In participants without periodontitis (DM2 and H groups), of the 119 common proteins found, 23 proteins were upregulated. The processes involved were complement system activity, oxygen-carrying activity, glomerular filtration, regulation of senescence activity, neutrophil aggregation, and regulation of prostaglandin involved in immune activity. The protein network analysis showed a great interaction among upregulated proteins of the hemoglobin family. Hemoglobin subunit alpha is a hemoglobin protein that in humans is encoded by the HBA1 gene [45]. An increase in hemoglobin has been reported in patients with insulin resistance and DM2 in serum proteomic analysis studies [45]. Thus, our data suggest this salivary protein as a possible biomarker for DM2. In addition, several inflammatory markers were altered in the DM2 group, which corroborates this population's increased risk for systemic and periodontal diseases.
Some limitations can be highlighted in our study.

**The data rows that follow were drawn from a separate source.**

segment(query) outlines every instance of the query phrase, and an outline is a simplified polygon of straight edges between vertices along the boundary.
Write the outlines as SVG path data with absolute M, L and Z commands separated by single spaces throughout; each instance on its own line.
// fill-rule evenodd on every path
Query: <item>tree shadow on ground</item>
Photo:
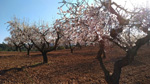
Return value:
M 30 66 L 22 66 L 21 68 L 10 68 L 10 69 L 5 69 L 5 70 L 0 70 L 0 75 L 5 75 L 5 73 L 7 73 L 8 71 L 22 71 L 25 68 L 33 68 L 33 67 L 37 67 L 37 66 L 41 66 L 44 63 L 37 63 L 34 65 L 30 65 Z

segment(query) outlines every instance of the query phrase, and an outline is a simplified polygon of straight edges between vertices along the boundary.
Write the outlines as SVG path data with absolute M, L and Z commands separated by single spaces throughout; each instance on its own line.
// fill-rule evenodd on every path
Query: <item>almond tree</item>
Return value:
M 49 27 L 48 24 L 43 23 L 29 26 L 24 21 L 21 23 L 17 18 L 8 23 L 10 24 L 11 35 L 24 45 L 28 51 L 27 54 L 29 55 L 29 51 L 34 45 L 42 53 L 43 63 L 47 63 L 47 53 L 56 49 L 61 38 L 59 25 L 54 24 L 53 27 Z
M 48 25 L 33 25 L 31 27 L 32 36 L 30 38 L 33 45 L 42 53 L 43 63 L 48 63 L 47 53 L 56 50 L 58 41 L 61 38 L 61 31 L 58 25 L 54 27 Z
M 15 46 L 22 47 L 24 46 L 27 49 L 27 55 L 29 56 L 29 52 L 33 47 L 29 37 L 31 36 L 31 32 L 29 29 L 29 25 L 22 23 L 14 17 L 13 20 L 7 22 L 10 26 L 9 31 L 11 33 L 11 38 L 6 38 L 6 41 L 12 42 Z
M 81 42 L 81 36 L 84 35 L 89 37 L 88 41 L 100 43 L 97 57 L 105 80 L 108 84 L 119 84 L 121 69 L 131 64 L 139 48 L 150 39 L 148 31 L 150 11 L 139 8 L 130 12 L 111 0 L 95 0 L 95 2 L 95 5 L 89 5 L 86 0 L 77 0 L 74 3 L 63 0 L 60 2 L 63 4 L 60 11 L 68 16 L 64 20 L 72 24 L 67 31 L 74 32 L 72 35 L 74 41 Z M 68 9 L 62 10 L 63 6 Z M 83 32 L 88 32 L 88 35 Z M 105 67 L 101 57 L 105 54 L 104 39 L 115 43 L 126 52 L 125 57 L 115 62 L 112 74 Z

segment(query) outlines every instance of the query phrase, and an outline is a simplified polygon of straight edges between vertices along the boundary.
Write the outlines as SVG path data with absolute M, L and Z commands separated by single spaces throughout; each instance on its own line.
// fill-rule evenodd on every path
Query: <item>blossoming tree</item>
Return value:
M 150 39 L 150 11 L 140 8 L 130 12 L 111 0 L 94 2 L 94 5 L 89 5 L 86 0 L 60 2 L 62 6 L 59 8 L 59 14 L 65 15 L 63 20 L 67 21 L 67 27 L 63 28 L 66 32 L 73 31 L 71 37 L 75 42 L 82 42 L 83 36 L 88 38 L 89 42 L 99 42 L 97 58 L 105 74 L 105 80 L 108 84 L 119 84 L 121 69 L 131 64 L 139 48 Z M 105 39 L 126 52 L 122 59 L 115 62 L 112 74 L 105 67 L 101 56 L 105 54 Z

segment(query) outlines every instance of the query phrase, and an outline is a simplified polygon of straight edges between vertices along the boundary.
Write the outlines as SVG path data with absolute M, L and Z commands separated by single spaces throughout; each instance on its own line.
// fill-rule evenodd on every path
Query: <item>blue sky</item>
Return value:
M 61 0 L 0 0 L 0 43 L 10 36 L 7 31 L 8 24 L 14 16 L 27 19 L 30 23 L 43 20 L 52 24 L 59 18 L 57 8 Z

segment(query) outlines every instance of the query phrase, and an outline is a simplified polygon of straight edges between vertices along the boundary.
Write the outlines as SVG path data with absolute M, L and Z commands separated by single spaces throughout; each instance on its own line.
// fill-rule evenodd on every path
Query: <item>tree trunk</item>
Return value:
M 28 56 L 30 55 L 30 49 L 27 49 L 27 55 Z
M 19 47 L 19 52 L 22 52 L 21 48 Z
M 47 52 L 42 52 L 43 55 L 43 63 L 48 63 Z
M 72 48 L 70 49 L 70 52 L 73 53 L 73 49 Z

Although gender and age-matched provided some bias control, other factors may have influenced our results. We did not assess obesity status, physical activity, diet, and other oral diseases, which can also change the salivary proteomic profile of patients. In addition, the study design does not allow for further conclusions. Thus, prospective studies should assess the influence of DM2 and periodontitis on the salivary proteomic profile in order to confirm our findings.